Harry noticed Bhalla and McGovern share a raised eyebrow at her use of his first name. They wouldn’t know the story, he reasoned. Christ, if he was in Noble’s shoes, he’d keep it secret. It would take up so much time at the water-cooler no murder case would be solved in South London for weeks.

“The victim’s a thirty-four-year-old female, lives in Flat 5b with her girlfriend,” Noble continued. “The girlfriend came back from a night out about four and found the victim sat in a chair, incised wounds to the wrists and upper arms. There’s an empty packet of pills on the dining room table.”

Susan Bayliss’s name was an itch in the back of Harry’s brain. He still couldn’t place it and the fear began to rise.

They started up the wide staircase to the fourth floor, where the door to Flat 5b was open but covered with an “X” of crime-scene tape. It reminded him of plague houses, how they’d been marked with the same shape.

“Who’s been inside?” Harry said.

“Paramedics, the first pair of responding officers, me and Gurpreet, and the girlfriend. We were waiting on you to certify before Forensics go in.”

Christ, Harry thought. On the stairs above him, a uniformed officer, a woman of no more than twenty-five, was in conversation with a forensics tech. The uniform had a dark red smear of blood across the collar of her white shirt. It was fairly difficult to commit suicide by slashing your wrists, though many tried. You had to cut painfully deep in order to hit an artery. In fact, in the time he’d now been working with the police, he’d not certified a single cutter out of all the suicides he could recall. Plenty of hangings, and jumpers—bridges, tower blocks, underground trains. A solitary carbon monoxide job, stuck in a stuffy garage in Dulwich with taped-up doors, once the hazmat team had cleared it. But not yet someone who’d bled themselves to death. They tended to show up in A&E, surrounded by confused friends or terrified parents.

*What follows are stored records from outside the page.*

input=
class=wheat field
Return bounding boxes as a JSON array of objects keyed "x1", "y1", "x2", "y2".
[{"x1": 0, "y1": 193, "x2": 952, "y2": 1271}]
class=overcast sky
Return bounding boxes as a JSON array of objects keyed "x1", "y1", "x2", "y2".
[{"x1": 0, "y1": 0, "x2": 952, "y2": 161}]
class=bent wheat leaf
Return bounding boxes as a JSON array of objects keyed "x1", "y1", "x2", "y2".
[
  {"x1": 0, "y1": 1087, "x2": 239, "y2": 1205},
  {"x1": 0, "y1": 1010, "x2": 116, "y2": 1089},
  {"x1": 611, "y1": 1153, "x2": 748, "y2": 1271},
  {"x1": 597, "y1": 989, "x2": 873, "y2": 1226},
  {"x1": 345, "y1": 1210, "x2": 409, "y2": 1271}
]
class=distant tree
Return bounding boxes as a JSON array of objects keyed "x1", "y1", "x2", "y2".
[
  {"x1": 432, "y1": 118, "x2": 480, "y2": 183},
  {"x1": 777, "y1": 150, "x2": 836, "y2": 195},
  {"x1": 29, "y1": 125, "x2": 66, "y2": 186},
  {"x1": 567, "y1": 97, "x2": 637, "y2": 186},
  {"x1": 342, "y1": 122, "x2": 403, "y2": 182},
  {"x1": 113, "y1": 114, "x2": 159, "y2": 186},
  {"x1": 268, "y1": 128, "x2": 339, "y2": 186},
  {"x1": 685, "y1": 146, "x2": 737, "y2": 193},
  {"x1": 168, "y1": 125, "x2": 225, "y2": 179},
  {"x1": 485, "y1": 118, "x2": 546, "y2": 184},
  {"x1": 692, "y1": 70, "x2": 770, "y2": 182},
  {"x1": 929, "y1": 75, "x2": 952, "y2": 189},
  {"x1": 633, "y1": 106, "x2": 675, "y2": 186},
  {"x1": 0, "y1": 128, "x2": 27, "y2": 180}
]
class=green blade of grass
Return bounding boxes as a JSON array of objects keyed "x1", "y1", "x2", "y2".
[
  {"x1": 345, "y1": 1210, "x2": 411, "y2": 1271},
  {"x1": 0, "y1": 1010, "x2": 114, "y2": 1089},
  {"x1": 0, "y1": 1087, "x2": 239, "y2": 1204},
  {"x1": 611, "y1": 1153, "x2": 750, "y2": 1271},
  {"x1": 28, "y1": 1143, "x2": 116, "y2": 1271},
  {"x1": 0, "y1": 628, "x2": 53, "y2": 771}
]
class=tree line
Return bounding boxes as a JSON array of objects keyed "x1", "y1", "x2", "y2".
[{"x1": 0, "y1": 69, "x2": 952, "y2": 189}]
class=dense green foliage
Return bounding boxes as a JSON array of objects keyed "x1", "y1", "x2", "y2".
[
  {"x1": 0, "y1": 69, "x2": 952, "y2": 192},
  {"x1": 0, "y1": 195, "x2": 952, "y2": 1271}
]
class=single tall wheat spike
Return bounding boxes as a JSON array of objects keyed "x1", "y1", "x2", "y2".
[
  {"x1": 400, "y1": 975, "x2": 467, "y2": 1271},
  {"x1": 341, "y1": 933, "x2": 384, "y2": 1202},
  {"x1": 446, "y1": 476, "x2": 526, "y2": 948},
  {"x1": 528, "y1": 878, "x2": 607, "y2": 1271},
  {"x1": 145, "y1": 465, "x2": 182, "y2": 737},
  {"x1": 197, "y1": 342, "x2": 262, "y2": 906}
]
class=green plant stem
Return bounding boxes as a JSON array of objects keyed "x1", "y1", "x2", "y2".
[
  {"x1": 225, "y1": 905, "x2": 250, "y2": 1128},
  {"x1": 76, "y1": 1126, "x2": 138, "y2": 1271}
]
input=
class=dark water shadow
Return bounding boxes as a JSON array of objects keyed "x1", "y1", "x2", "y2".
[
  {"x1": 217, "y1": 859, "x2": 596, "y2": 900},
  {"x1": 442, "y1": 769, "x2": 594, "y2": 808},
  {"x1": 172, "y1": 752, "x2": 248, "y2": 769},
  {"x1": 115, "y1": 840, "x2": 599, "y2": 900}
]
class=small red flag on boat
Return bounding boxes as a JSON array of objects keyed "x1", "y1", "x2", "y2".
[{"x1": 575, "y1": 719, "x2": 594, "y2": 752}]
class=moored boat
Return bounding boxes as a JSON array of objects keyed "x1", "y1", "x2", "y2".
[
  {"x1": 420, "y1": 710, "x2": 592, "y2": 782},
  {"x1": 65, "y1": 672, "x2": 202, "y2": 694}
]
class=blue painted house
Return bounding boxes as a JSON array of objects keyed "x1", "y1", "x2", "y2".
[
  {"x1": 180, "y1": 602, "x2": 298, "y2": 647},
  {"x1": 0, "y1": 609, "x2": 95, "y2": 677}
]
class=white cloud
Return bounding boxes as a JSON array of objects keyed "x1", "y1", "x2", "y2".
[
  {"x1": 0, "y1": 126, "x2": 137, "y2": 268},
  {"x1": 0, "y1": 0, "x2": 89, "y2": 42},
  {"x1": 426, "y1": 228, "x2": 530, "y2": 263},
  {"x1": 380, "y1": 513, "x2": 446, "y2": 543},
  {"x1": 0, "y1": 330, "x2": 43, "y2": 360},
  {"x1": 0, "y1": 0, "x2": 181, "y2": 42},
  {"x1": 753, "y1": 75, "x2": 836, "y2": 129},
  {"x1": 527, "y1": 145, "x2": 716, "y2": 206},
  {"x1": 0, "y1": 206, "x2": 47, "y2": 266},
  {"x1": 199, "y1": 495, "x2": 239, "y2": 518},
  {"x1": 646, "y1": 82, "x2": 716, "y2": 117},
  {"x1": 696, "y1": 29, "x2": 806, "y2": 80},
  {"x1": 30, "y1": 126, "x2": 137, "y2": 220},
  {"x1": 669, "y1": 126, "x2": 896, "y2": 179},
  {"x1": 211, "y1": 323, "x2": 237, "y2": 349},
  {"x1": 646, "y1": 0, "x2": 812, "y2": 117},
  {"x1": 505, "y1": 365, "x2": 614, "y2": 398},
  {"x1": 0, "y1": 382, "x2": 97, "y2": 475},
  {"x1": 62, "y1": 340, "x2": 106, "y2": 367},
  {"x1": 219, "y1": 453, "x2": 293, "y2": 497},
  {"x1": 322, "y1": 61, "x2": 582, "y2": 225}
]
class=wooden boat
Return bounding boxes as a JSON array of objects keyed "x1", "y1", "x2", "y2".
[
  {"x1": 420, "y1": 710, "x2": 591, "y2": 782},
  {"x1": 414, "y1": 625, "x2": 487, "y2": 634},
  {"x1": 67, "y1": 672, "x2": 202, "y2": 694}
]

“Is there a pathologist on the way?” Harry said.

Noble shook her head.

“Not yet. I’m waiting to see what Forensics make of it. It looks like a suicide for sure, but there are a few things that seem a little strange . . . It’s pretty brutal. I dunno, call it gut instinct. I’m open-minded, but I need a bit more before I kick off a murder inquiry at this hour. Don’t want to seem to eager, that’s all . . .”

“Right . . .” said Harry.

“You’ll see what I mean.”

“Ok.”

They arrived at the top of the stairs and a forensic tech handed each of them a white paper zip-up, overshoes and a facemask. They got dressed in silence. Susan Bayliss’s name was an itch in the back of Harry’s brain. He still couldn’t place it and the fear began to rise. Fear that he’d step through the cross of tape into the flat and see the face of a friend or a colleague, fear that Noble be able to notice his reaction. But as Harry pulled the white paper suit over his arms, he tried not to think about that. He’d encountered plenty of bodies before, that’s just what this was, he told himself. Another life shortened prematurely, and one subject to the procedures and protocols and paperwork of the police doctor, just like any other.

He finished suiting up and realised Noble, the detectives and the forensic techs had all done so before him, the benefit of frequent practice. One of the techs gestured towards the cross of tape barring the door.

“After you, Doc,” he said. “After all, whoever she is, she’s not dead until you say so.”